(-) Introduction

The batch calculation option enables the analysis of sets of PDB entries.
As a starting point the calculation of mean amino acid distances is currently available.

We plan to add other calculation options, based on user requests.

(-) Request Status Report

It is not necessary to keep the Internet browser open until a calculation is finished.

On the batch calculation start page there is an option to view the status of any request.

Request ID:

If permanent cookies are enabled in your browser (at least for the JenaLib server), you can get a history report of all recent batch calculation requests that were started from your browser. Just click on the "go" button without providing a request ID.

If they are not enabled you can still get a status report for a specific request by entering the request ID. To be sure that you can access a request after closing your browser it is best to write down the request ID after starting a request. This will also allow you to view the results in a different browser (on a different computer). The results of a request are usually available for several days after it is finished.

(-) PDB Entry Selection

PDB entries are selected for a batch calculation request by providing a list of PDB codes.
One can either write or paste the list into the text input field or select a file containing the list.

If only the PDB code is provided, all available chains are used for the calculation.
If a chain identifier is appended to the PDB code, only this chain is used for the calculation.

A chain identifier can either be appended directly to the PDB code ("1lflA") or by an underscore ("1lfl_A") or by a space character ("1lfl A").

There are 3 different list formats accepted:

(-) Mean Amino Acid Distance

The mean distance between the alpha-carbon atoms of amino acids within a protein chain (not between different chains) is determined for a set of PDB entries.

The distance calculation is performed by using the ncont program of the crystallographic program suite CCP4.

The individual distances provided by ncont are used for averaging over each individual chain and for averaging over all chains of all entries. Averaging (mean distance, median distance) is done for all amino acid pairs or amino acid group pairs that were selected in the submission form.

The amino acid selection can be made in 3 different ways:

  1. By an amino acid pair
    One can select either a specific amino acid or "any" amino acid for each half of the pair.
    If "any" is selected, all available standard and non-standard amino acids are included.
    example: Asparagine (Asp,D)
    Glutamine (Gln,Q)

    Averaging is done for each individual amino acid pair.

  2. By a predefined amino acid group pair
    One can select predefined sets of amino acids for each half of the pair, according to the amino acid classification by Russell, Betts & Barnes.
    example: Aromatic (F,H,W,Y)
    Charged (D,E,H,K,R)

    Averaging is done for the whole group pair and not for the individual amino acid pairs.

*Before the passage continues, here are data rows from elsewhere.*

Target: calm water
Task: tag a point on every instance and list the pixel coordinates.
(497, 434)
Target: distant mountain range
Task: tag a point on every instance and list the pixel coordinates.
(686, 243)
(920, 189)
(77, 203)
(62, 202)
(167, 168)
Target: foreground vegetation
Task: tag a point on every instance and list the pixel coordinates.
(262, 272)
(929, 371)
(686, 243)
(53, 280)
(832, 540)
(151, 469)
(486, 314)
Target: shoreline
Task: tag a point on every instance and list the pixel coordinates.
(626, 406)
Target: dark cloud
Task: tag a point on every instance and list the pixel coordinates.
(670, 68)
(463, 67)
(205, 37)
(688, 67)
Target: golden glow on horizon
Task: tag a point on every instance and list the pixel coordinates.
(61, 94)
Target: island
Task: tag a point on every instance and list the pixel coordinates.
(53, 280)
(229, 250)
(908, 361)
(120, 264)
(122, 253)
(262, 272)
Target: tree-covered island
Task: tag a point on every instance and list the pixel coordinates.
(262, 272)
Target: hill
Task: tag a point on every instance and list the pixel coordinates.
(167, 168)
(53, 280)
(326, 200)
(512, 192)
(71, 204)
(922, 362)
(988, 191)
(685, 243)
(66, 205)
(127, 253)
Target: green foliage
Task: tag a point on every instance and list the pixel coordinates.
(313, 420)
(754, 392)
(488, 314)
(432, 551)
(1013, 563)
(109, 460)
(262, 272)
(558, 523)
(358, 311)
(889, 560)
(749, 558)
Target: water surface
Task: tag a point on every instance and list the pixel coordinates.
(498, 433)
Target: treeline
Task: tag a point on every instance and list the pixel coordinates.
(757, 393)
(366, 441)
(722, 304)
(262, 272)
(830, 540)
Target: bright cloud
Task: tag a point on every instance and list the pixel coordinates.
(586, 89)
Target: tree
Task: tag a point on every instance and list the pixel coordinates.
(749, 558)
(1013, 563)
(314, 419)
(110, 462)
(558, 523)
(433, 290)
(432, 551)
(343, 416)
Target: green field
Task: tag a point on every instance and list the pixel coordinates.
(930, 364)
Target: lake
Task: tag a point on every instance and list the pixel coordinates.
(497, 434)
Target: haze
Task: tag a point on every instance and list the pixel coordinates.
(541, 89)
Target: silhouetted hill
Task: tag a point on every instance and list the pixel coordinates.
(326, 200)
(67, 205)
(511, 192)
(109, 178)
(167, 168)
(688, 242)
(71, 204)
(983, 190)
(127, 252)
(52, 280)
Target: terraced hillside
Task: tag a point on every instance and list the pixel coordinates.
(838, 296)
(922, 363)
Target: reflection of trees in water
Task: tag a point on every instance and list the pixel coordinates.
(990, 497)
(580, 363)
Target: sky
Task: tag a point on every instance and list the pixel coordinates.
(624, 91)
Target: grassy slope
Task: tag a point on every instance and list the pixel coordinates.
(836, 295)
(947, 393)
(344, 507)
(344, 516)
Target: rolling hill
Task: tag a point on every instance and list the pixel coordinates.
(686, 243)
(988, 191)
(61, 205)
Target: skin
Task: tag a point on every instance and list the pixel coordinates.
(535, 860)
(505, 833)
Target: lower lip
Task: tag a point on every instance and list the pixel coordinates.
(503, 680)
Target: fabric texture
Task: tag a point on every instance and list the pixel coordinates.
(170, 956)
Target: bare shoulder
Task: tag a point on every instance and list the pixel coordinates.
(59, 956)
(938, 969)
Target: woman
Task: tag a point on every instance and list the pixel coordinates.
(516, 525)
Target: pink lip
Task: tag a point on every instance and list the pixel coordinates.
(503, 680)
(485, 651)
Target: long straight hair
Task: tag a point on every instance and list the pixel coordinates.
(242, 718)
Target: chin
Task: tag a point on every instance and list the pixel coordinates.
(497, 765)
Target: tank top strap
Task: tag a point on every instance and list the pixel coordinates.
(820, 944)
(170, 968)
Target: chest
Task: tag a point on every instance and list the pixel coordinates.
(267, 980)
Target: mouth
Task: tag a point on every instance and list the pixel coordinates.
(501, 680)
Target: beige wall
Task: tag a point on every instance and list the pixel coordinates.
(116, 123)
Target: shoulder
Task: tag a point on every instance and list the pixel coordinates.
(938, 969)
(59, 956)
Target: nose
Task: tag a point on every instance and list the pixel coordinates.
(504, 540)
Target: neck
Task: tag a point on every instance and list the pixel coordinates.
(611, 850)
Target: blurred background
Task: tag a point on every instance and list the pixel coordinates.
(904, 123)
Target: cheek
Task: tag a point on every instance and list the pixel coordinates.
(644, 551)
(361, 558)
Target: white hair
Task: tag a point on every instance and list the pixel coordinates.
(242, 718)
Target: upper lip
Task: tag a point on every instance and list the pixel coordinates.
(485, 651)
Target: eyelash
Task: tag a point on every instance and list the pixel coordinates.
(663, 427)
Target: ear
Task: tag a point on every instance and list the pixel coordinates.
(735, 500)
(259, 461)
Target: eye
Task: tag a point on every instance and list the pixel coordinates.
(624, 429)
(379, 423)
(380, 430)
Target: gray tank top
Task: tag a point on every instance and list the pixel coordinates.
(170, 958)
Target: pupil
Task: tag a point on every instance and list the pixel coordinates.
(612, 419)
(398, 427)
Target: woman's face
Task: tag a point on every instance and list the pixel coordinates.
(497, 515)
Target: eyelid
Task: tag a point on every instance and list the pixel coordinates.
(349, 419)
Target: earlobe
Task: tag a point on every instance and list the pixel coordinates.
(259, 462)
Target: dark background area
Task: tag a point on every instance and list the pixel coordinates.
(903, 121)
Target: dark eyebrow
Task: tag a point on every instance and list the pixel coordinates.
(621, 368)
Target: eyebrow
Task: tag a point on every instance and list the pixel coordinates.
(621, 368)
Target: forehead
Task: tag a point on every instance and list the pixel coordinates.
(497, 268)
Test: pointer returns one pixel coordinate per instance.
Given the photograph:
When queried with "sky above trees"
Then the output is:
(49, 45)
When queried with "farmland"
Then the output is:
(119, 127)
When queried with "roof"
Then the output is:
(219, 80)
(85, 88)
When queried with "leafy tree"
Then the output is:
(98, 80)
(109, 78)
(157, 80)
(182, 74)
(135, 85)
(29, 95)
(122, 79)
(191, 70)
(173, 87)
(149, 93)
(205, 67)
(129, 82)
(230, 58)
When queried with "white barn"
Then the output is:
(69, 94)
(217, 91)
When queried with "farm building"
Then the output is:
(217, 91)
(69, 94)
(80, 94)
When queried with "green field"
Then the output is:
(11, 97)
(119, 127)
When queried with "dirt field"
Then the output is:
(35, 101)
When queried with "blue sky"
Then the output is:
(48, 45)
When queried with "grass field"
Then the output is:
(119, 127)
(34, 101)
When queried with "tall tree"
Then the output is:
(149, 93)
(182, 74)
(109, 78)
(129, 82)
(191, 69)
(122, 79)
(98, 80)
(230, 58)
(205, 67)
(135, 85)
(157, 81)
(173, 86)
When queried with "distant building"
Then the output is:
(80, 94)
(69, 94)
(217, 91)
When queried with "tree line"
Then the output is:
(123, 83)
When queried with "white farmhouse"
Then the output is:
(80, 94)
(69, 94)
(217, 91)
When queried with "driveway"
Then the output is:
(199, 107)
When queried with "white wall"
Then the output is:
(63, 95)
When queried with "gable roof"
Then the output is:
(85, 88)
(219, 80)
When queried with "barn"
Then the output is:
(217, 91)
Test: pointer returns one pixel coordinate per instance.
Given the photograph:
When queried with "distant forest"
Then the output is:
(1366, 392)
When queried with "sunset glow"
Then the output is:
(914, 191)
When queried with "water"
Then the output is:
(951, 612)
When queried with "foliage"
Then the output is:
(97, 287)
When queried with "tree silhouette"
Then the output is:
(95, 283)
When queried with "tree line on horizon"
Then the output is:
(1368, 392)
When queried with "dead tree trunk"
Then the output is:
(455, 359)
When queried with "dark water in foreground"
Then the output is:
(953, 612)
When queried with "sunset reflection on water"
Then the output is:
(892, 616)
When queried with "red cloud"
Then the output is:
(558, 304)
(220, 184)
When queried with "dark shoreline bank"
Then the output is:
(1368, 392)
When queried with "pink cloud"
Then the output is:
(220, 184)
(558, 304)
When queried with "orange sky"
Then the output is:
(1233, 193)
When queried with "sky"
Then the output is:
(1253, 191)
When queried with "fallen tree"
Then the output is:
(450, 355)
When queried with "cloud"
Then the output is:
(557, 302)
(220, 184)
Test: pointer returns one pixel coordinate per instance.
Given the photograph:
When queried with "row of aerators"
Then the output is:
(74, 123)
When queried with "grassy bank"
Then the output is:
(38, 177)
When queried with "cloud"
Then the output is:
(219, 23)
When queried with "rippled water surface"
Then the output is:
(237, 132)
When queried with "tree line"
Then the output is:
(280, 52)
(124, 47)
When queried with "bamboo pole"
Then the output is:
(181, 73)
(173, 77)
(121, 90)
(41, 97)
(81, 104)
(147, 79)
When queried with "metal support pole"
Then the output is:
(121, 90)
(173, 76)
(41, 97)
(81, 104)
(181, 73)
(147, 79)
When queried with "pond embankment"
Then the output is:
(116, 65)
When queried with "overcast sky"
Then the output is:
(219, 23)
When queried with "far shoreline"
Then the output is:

  3. By a user-defined amino acid group pair
    One can define a customized group for each half of the pair by supplying a comma-separated list of amino acids. By this way also specific non-standard amino acids (e.g.: MSE) can be included.
    The amino acids can be specified either by three-letter or one-letter codes.
    example: Asp,Glu

    Averaging is done for the whole group pair and not for the individual amino acid pairs.

The selection of PDB entries for the distance calculation is described in the section PDB Entry Selection above.

Be aware that the mean distance calculation may take several hours or even much longer.

The running time depends on the number of individual distances that must be determined. And this number strongly depends on the following parameters (besides the JenaLib server usage):

Tyr-Leu Positive-Negative Any-Any
Code Entry Count Chain Count Residue Count Time Distance Count Time Distance Count Time Distance Count
1bl0 1 1 116 <1 sec 72 <1 sec 330 7 sec 6670
1deh_A 1 1 374 <1 sec 174 <1 sec 1800 18 sec 69751
1deh 1 2 748 <1 sec 348 <1 sec 3600 30 sec 139502
- 100 141 24739 25 sec 13419 38 sec 79503 9 min 2519076
- 2000 3951 837877 11 min 820226 25 min 4455477 7 hours 137350398

The results are available in 2 different formats:

The HTML result page contains the request status information, a table averaging over all entries and a table averaging chain-specifically.
The individual distances are not included because the page size would become very large, even for a few PDB entries.

In CSV format (tab separated values, suitable for importing the results into spreadsheat programs like Microsoft Excel) there are three independant data files available:

  1. averaging over all entries
  2. chain-specific averaging
  3. individual distances
Because the data files can become very large, we recommend to download them as a compressed ZIP archive. The content of the ZIP archive can be selected freely.